Today went weirdly well.
We had a play date here, which means that I had a mom I don't know very well in my house. I have a great deal of anxiety about this because, as you know, we're a little odd. So I did my best to make the house look normal and then I gave up in despair and retreated to the garden. I was there pulling weeds when the friends arrived. I came out to greet them, but was intercepted by Studley who was also intent on greeting them. He was wearing nothing, NOTHING, but a pair of ruby slippers he had borrowed from Lucy.
I don't know why I bother.
During the course of the day pretty much all our deep dark secrets trotted out and said hello. No, I don't mean the friends who came by for various reasons. I mean the little stories and assorted oddities which comprise our home. Why, for instance, we have lead rods in our yard. Why we have a sandbox with no sand despite our proximity to the beach. Why we have a woodstove in our driveway. As it turns out, our deep dark secrets, when seen in unison, are what make the Towers so lovable. Who knew?

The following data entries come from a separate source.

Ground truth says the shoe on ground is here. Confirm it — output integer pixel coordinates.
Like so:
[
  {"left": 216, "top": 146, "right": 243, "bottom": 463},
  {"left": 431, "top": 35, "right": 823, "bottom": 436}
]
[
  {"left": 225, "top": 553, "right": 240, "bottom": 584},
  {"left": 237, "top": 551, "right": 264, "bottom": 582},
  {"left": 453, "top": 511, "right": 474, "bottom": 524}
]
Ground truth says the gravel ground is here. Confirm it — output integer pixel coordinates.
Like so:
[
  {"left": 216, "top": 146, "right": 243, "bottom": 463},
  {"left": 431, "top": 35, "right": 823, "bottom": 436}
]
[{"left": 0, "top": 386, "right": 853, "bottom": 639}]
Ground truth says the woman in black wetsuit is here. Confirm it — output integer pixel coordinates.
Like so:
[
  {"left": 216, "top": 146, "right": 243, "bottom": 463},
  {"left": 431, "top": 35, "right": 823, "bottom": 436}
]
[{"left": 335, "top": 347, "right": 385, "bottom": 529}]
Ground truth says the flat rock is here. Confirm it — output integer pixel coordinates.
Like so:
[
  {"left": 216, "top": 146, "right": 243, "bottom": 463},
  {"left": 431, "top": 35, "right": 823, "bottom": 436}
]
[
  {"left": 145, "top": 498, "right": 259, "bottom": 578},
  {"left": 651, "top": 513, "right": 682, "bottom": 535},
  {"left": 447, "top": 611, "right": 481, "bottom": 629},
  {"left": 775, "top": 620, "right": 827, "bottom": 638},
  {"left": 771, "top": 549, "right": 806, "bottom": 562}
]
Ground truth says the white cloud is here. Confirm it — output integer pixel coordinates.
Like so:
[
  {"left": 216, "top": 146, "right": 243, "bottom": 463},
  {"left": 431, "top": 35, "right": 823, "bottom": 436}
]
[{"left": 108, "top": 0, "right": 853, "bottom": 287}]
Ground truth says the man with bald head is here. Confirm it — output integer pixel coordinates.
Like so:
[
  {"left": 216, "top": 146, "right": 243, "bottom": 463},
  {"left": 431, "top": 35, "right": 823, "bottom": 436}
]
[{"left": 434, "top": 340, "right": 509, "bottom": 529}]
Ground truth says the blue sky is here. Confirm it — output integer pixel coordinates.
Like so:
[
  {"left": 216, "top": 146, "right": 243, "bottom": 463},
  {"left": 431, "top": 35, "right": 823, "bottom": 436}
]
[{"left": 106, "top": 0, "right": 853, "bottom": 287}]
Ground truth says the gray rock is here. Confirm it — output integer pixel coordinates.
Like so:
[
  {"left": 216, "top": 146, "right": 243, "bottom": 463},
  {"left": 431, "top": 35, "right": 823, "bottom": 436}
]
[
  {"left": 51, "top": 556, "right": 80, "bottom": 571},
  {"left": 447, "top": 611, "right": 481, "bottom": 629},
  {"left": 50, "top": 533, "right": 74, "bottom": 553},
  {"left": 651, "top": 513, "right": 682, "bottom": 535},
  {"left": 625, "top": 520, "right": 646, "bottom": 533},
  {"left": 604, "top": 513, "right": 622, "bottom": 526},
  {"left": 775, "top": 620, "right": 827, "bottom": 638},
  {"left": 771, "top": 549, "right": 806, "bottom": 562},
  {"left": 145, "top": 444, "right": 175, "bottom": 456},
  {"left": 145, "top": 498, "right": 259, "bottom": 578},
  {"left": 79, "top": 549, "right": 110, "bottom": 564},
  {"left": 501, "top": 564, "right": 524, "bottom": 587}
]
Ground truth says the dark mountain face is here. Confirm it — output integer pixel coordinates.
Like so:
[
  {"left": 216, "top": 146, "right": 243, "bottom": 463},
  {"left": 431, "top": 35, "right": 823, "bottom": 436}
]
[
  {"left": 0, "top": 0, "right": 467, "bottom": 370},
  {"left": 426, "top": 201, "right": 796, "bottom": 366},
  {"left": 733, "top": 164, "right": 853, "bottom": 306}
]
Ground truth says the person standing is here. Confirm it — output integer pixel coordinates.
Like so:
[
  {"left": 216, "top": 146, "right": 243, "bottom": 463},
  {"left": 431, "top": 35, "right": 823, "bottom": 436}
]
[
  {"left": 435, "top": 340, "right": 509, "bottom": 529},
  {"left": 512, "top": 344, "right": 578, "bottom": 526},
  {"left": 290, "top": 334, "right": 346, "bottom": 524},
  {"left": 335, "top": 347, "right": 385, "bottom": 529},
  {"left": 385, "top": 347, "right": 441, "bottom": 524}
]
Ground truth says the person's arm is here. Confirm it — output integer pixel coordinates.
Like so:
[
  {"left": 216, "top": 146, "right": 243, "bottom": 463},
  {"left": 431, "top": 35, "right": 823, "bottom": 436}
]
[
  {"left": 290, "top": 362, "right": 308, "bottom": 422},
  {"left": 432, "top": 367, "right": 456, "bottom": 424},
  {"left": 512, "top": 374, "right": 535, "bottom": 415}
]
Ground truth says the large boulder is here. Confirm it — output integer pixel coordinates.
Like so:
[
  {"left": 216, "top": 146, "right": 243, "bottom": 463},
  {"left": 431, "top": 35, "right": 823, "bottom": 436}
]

All these things came up because it was my life's mission to keep the mom outside - things are a little topsy turvy inside these days. While we were outside, the two littlest ones decided it was fun to go into the house through the side door, cut through the kitchen and then come out through the screen door. I don't mean "through the screen door" in the usual sense of opening and closing it. I mean that they were crawling through the massive hole in what used to be the screen. And then they ran to the side door and did it again. And again. In case no one had noticed.

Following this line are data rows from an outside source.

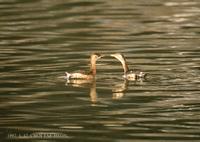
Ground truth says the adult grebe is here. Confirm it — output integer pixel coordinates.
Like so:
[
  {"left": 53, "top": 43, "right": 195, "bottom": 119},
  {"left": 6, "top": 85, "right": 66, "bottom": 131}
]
[
  {"left": 110, "top": 53, "right": 146, "bottom": 80},
  {"left": 64, "top": 53, "right": 103, "bottom": 80}
]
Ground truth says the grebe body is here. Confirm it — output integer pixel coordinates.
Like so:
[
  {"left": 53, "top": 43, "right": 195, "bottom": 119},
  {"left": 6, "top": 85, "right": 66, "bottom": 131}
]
[{"left": 110, "top": 53, "right": 146, "bottom": 80}]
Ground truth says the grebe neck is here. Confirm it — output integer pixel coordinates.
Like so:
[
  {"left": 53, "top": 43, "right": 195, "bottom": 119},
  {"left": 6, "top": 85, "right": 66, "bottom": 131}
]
[{"left": 90, "top": 56, "right": 96, "bottom": 75}]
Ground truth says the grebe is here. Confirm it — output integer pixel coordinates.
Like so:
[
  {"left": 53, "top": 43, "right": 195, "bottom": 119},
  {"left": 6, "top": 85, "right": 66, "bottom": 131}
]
[
  {"left": 110, "top": 53, "right": 146, "bottom": 80},
  {"left": 64, "top": 53, "right": 103, "bottom": 80}
]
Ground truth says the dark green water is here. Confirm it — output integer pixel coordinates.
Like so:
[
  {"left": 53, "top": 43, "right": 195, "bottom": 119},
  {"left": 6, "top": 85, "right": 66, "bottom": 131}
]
[{"left": 0, "top": 0, "right": 200, "bottom": 142}]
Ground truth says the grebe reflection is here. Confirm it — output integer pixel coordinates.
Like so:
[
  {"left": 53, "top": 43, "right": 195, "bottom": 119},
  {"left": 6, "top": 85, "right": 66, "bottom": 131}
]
[
  {"left": 64, "top": 53, "right": 103, "bottom": 80},
  {"left": 110, "top": 53, "right": 146, "bottom": 80}
]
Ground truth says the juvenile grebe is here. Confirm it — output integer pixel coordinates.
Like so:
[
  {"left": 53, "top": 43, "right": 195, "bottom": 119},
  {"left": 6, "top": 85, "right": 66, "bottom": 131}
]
[
  {"left": 110, "top": 53, "right": 146, "bottom": 80},
  {"left": 64, "top": 53, "right": 102, "bottom": 80}
]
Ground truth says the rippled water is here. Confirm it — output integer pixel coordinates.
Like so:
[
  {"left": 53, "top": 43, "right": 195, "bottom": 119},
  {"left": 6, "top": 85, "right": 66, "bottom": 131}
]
[{"left": 0, "top": 0, "right": 200, "bottom": 142}]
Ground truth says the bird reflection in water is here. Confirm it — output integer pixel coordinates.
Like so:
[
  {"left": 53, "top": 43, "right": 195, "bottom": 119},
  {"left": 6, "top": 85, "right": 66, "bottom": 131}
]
[{"left": 65, "top": 79, "right": 128, "bottom": 104}]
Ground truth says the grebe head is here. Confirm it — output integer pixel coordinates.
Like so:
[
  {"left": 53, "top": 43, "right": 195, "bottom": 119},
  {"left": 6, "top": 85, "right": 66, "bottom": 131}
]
[
  {"left": 110, "top": 53, "right": 126, "bottom": 62},
  {"left": 110, "top": 53, "right": 129, "bottom": 73},
  {"left": 91, "top": 53, "right": 103, "bottom": 61},
  {"left": 138, "top": 72, "right": 147, "bottom": 78},
  {"left": 65, "top": 72, "right": 71, "bottom": 79}
]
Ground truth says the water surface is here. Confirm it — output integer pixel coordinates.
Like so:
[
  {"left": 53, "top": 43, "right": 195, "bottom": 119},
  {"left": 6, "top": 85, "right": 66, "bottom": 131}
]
[{"left": 0, "top": 0, "right": 200, "bottom": 142}]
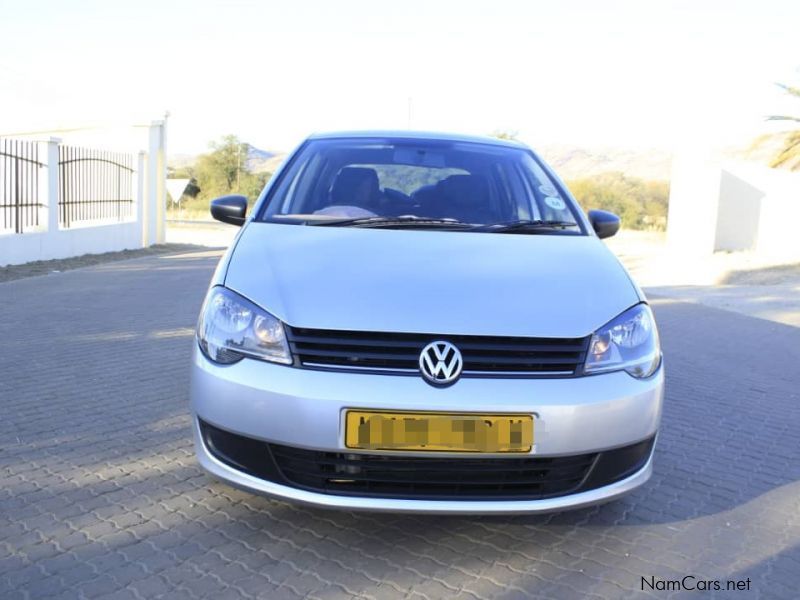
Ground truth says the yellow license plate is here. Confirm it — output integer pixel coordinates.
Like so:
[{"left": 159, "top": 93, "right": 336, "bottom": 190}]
[{"left": 345, "top": 410, "right": 533, "bottom": 452}]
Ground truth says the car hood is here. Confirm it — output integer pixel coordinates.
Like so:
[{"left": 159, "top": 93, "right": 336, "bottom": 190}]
[{"left": 225, "top": 222, "right": 640, "bottom": 337}]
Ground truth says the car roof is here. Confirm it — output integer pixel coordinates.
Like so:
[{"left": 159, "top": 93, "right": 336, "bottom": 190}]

All the while, the mom and I chatted about this and that. She turns out to be nice. I turn out to have a streak of self-degradation and the next thing I know I am giving her a full tour of the house, including but not restricted to the "pantry" which is actually an inside staircase lined with dry goods.

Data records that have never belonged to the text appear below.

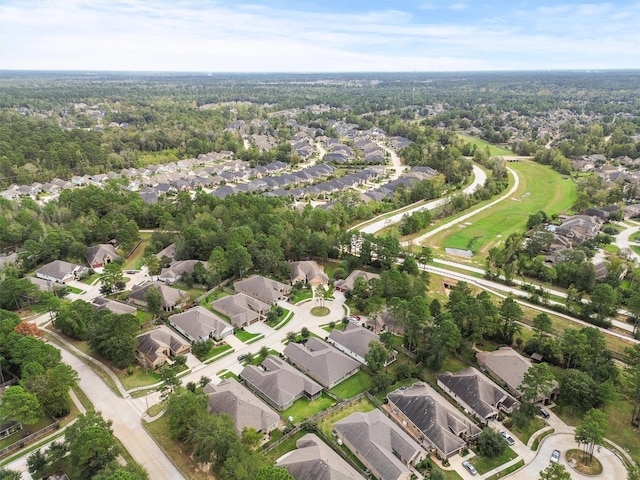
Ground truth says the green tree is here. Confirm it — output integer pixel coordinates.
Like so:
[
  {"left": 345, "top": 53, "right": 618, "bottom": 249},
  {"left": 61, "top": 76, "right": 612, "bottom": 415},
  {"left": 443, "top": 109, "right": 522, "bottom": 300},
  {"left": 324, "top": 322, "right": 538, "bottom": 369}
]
[
  {"left": 65, "top": 412, "right": 118, "bottom": 478},
  {"left": 476, "top": 427, "right": 508, "bottom": 458},
  {"left": 0, "top": 385, "right": 42, "bottom": 425},
  {"left": 539, "top": 462, "right": 571, "bottom": 480},
  {"left": 575, "top": 408, "right": 609, "bottom": 464},
  {"left": 364, "top": 340, "right": 389, "bottom": 374}
]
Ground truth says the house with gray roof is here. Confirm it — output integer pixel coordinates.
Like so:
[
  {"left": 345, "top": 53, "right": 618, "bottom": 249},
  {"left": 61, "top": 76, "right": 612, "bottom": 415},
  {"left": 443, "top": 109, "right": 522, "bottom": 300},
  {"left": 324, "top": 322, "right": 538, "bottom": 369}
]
[
  {"left": 327, "top": 323, "right": 398, "bottom": 366},
  {"left": 127, "top": 282, "right": 189, "bottom": 312},
  {"left": 36, "top": 260, "right": 87, "bottom": 283},
  {"left": 136, "top": 325, "right": 191, "bottom": 368},
  {"left": 240, "top": 355, "right": 322, "bottom": 411},
  {"left": 85, "top": 243, "right": 121, "bottom": 268},
  {"left": 169, "top": 305, "right": 233, "bottom": 342},
  {"left": 387, "top": 382, "right": 482, "bottom": 458},
  {"left": 212, "top": 293, "right": 271, "bottom": 328},
  {"left": 283, "top": 337, "right": 360, "bottom": 388},
  {"left": 233, "top": 275, "right": 291, "bottom": 305},
  {"left": 276, "top": 433, "right": 364, "bottom": 480},
  {"left": 204, "top": 378, "right": 280, "bottom": 433},
  {"left": 436, "top": 367, "right": 520, "bottom": 423},
  {"left": 333, "top": 409, "right": 427, "bottom": 480},
  {"left": 476, "top": 347, "right": 558, "bottom": 403}
]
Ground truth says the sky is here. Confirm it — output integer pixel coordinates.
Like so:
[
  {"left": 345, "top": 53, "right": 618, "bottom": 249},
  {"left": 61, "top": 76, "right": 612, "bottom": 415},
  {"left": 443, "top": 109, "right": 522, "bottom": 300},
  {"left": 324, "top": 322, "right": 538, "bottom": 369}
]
[{"left": 0, "top": 0, "right": 640, "bottom": 72}]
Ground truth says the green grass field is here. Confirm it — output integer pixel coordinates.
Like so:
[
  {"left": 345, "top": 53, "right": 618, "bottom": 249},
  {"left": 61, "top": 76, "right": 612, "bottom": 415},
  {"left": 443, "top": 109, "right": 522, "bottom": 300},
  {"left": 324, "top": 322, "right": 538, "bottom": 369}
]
[
  {"left": 436, "top": 162, "right": 576, "bottom": 261},
  {"left": 456, "top": 133, "right": 515, "bottom": 157}
]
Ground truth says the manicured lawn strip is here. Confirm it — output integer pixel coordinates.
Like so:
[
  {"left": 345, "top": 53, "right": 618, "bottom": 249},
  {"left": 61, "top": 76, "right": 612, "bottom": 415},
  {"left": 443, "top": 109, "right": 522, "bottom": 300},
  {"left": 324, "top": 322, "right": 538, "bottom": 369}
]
[
  {"left": 282, "top": 393, "right": 335, "bottom": 423},
  {"left": 438, "top": 162, "right": 576, "bottom": 257},
  {"left": 511, "top": 417, "right": 546, "bottom": 445},
  {"left": 142, "top": 415, "right": 211, "bottom": 480},
  {"left": 469, "top": 447, "right": 518, "bottom": 475},
  {"left": 330, "top": 370, "right": 373, "bottom": 398},
  {"left": 487, "top": 460, "right": 524, "bottom": 480},
  {"left": 456, "top": 133, "right": 515, "bottom": 157},
  {"left": 531, "top": 428, "right": 556, "bottom": 452}
]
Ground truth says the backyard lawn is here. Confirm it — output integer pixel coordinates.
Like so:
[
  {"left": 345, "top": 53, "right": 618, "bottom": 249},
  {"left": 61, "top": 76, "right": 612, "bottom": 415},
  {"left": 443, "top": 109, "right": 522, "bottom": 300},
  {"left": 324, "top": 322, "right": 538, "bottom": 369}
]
[
  {"left": 282, "top": 393, "right": 335, "bottom": 423},
  {"left": 330, "top": 370, "right": 373, "bottom": 399}
]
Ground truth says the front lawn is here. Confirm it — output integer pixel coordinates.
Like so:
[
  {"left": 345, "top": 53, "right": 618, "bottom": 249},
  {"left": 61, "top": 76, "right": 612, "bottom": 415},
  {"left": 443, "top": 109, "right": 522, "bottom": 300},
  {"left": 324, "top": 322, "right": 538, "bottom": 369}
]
[
  {"left": 469, "top": 447, "right": 518, "bottom": 475},
  {"left": 330, "top": 370, "right": 373, "bottom": 399},
  {"left": 282, "top": 393, "right": 335, "bottom": 423}
]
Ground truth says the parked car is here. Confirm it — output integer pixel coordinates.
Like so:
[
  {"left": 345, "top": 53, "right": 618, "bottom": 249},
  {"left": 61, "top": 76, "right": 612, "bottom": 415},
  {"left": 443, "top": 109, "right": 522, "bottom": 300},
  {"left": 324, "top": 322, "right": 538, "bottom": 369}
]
[
  {"left": 498, "top": 430, "right": 516, "bottom": 446},
  {"left": 462, "top": 460, "right": 478, "bottom": 475}
]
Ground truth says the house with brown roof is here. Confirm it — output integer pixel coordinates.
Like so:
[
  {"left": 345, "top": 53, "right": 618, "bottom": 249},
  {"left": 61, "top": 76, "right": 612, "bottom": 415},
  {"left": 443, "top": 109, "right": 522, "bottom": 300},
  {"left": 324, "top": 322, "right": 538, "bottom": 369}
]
[
  {"left": 387, "top": 382, "right": 482, "bottom": 458},
  {"left": 333, "top": 409, "right": 427, "bottom": 480},
  {"left": 436, "top": 367, "right": 520, "bottom": 423},
  {"left": 212, "top": 293, "right": 271, "bottom": 328},
  {"left": 127, "top": 282, "right": 189, "bottom": 312},
  {"left": 136, "top": 325, "right": 191, "bottom": 368},
  {"left": 240, "top": 355, "right": 322, "bottom": 411},
  {"left": 327, "top": 323, "right": 398, "bottom": 366},
  {"left": 169, "top": 305, "right": 233, "bottom": 342},
  {"left": 283, "top": 337, "right": 360, "bottom": 388},
  {"left": 276, "top": 433, "right": 364, "bottom": 480},
  {"left": 85, "top": 243, "right": 121, "bottom": 268},
  {"left": 291, "top": 260, "right": 329, "bottom": 287},
  {"left": 204, "top": 378, "right": 280, "bottom": 433},
  {"left": 233, "top": 275, "right": 291, "bottom": 305}
]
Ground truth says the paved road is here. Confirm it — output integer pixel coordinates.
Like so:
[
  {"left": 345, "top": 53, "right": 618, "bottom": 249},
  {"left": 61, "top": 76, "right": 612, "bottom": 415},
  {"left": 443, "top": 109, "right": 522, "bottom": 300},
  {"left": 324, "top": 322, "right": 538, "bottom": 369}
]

File under: what was I thinking?
And then it was time for lunch. This is good because I like feeding people. It is bad because did I mention that the mom is a nutritional consultant? Had I thought about this I would have gone online beforehand and orchestrated the perfect uber-lunch. I would have my sous chef come and prep for me so I could nonchalantly toss it together. Fortunately, I hadn't thought about it ahead of time because man does that sound like a lot of work. Besides, my kids will eat anything and tend to make me look good.
And then just as I was thinking dang, this isn't as bad as I thought it would be, the mom says "should we go get ice cream?"
I don't really know what nutritional consultants do, but I think I want a consultation RIGHT NOW.